First off, with regard to car insurance, a deductible is the amount of money you are responsible for paying in the event of an accident.

Car insurance policies have physical damage deductibles in place in an effort to reduce the number of small insurance claims filed, and to keep the cost of insurance premiums down.

Similarly, home insurance and health insurance policies have deductibles in place to minimize costs and reduce superfluous visits.

Deductibles Are In Place to Reduce Claims

Think of it this way; what would prevent us from filing a claim to fix every paint scratch or ding on our car?

Or visiting the doctor every time we sneeze if we didn’t have to come up with some of the money for the repair or the visit?

Insurance companies would quickly go out of business if they had to settle a claim for every negative event that occurred in the world.

Remember, insurers have to employ a lot of staff just to process a claim, no matter how small or large it is.

As such, your insurance premium will increase if you choose to lower your deductible.

When shopping for insurance, you’ll typically be offered a choice of deductibles ranging from $250 to $1,000.

The higher the deductible you choose, the lower your insurance premium will be.

Conversely, the lower the deductible, the higher the insurance premium.

Lower Deductible = Higher Premium
Higher Deductible = Lower Premium

It is generally recommended that you carry the highest deductible you can afford; this will likely save you money over time.
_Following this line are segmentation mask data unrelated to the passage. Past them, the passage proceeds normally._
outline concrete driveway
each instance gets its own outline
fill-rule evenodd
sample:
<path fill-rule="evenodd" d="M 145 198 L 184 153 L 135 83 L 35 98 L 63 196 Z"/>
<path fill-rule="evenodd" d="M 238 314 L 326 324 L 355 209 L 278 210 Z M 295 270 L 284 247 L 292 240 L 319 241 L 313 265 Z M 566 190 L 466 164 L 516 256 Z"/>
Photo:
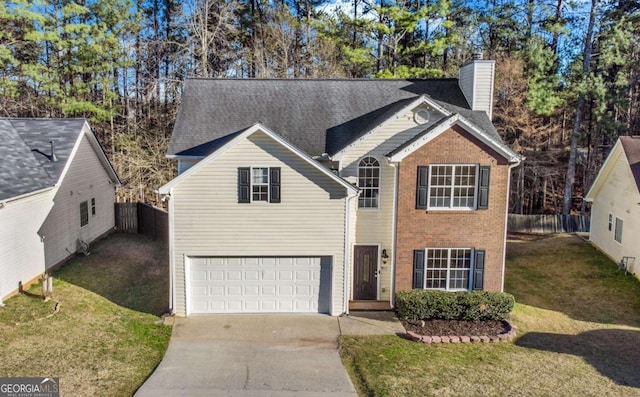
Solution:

Sure, you’ll have to pay more in the event of a claim, but your insurance premium will cost less each year, which could offset future costs, assuming a claim even occurs.

You can take things a step further and avoid filing claims and just pay out of pocket for any property damage you suffer if financially capable, assuming its relatively minor.

Insurance companies use Motor Vehicle Record (MVR) and CLUE reports to determine your individual claims history and subsequently how much to charge you for insurance.

If a bunch of claims show up in your records, you’ll be looking at higher insurance rates come renewal time.

If you’re looking to lower your existing insurance rate, you can adjust your deductibles to save on costs (as noted above), shop for insurance quotes online, and/or explore possible discounts that may have been overlooked.

There are a number of options available to lower your rate without switching to another insurance provider.  Check out the good driver discount and/or the good student discount.

Both of these options may allow you to keep or increase your current coverage or liability limits without lowering your deductible!